U.K. Watchdog: BBC Severance Pay Has 'Too Often' Been Excessive
LONDON – The BBC has breached its own policies on severance payments "too often" and without good reason, exceeding contractual entitlements and putting public trust at risk, Britain's National Audit Office said in a report published Monday.
The spending watchdog found that the severance payments for BBC managers have overall provided "poor value for money." It cited the controversial severance pay for BBC director general George Entwistle, who resigned last fall amid the Jimmy Savile abuse scandal, as one example of insufficient oversight of payouts to top managers.
"Decisions to award severance payments that exceed contractual entitlements have, until recently, been subject to insufficient challenge and oversight," it concluded, citing 60 sample cases of "unusual payments that were subject to little central assessment of the potential risks to the BBC of making them."
The BBC Trust paid Entwistle $723,000 (£475,000) after announcing his resignation. "This included three weeks' salary worth $38,000 (£25,000) that was not part of his severance payment of $685,000 (£450,000)," the report concluded.
The watchdog's report for the BBC Trust, the public broadcaster's governing body, did find, however, that the savings the BBC has made from cutting top executives have exceeded the cost of severance payments.
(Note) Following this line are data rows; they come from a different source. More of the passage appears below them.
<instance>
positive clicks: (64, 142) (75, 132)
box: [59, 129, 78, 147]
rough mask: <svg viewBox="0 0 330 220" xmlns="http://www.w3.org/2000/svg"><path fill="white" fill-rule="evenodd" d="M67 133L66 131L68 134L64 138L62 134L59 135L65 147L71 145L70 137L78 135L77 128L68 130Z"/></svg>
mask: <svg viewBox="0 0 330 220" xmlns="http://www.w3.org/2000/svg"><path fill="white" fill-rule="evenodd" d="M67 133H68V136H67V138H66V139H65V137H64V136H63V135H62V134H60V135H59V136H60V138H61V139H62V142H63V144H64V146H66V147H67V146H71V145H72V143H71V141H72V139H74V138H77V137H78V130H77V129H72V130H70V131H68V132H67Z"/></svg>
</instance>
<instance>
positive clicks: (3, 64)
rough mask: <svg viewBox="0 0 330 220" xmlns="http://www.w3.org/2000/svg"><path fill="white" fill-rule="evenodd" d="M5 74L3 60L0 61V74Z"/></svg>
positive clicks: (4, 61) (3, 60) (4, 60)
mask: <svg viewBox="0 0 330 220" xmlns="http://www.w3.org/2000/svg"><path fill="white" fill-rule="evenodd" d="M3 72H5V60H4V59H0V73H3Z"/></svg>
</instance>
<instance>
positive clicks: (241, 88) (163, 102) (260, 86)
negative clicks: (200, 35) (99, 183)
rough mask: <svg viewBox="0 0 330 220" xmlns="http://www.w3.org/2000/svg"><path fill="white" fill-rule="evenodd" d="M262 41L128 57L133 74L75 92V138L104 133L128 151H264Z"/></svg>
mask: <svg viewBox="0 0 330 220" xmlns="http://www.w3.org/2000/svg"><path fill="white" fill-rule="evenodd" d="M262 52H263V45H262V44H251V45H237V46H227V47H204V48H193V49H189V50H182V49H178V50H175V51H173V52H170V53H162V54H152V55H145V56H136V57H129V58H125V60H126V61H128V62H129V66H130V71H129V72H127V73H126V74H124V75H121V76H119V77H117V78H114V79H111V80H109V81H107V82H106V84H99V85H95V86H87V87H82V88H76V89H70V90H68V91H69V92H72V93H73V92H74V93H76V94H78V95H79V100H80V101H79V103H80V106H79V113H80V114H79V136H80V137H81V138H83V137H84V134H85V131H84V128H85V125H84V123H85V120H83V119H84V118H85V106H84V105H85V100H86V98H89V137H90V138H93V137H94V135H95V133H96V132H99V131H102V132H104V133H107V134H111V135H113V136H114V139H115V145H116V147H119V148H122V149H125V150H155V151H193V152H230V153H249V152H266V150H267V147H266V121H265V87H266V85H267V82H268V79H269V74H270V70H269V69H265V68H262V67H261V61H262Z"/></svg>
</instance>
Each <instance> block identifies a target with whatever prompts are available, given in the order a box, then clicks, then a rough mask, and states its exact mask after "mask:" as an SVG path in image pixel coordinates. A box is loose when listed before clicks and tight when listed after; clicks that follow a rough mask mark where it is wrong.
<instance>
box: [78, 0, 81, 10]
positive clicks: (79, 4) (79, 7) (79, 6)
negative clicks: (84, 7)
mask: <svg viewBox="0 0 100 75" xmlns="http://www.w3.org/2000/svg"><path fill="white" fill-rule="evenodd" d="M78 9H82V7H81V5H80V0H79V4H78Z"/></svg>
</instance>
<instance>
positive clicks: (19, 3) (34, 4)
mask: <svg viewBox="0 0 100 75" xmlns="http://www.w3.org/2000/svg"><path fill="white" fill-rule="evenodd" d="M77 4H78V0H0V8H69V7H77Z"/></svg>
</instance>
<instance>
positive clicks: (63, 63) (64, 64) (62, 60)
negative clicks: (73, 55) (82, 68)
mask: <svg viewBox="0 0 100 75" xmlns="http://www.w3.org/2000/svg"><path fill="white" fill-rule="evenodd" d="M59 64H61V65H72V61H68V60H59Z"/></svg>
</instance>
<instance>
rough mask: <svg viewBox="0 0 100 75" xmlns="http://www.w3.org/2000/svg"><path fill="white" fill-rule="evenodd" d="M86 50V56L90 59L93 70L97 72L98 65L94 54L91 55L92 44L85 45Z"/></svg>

Among the NAO's recommendations are that the BBC include within its remuneration strategy "principles that will guide decisions on severance entitlements and ensure that its revised severance polices are communicated clearly and consistently applied." The BBC should also increase scrutiny of severance payments that go beyond standard entitlements, the report said.
The BBC Trust said it accepted the recommendations and would "ensure they are implemented in full."
New director general Tony Hall said in April that the BBC plans to cap severance payments at a full year of salary or $228,000 (£150,000), depending on whichever is lower.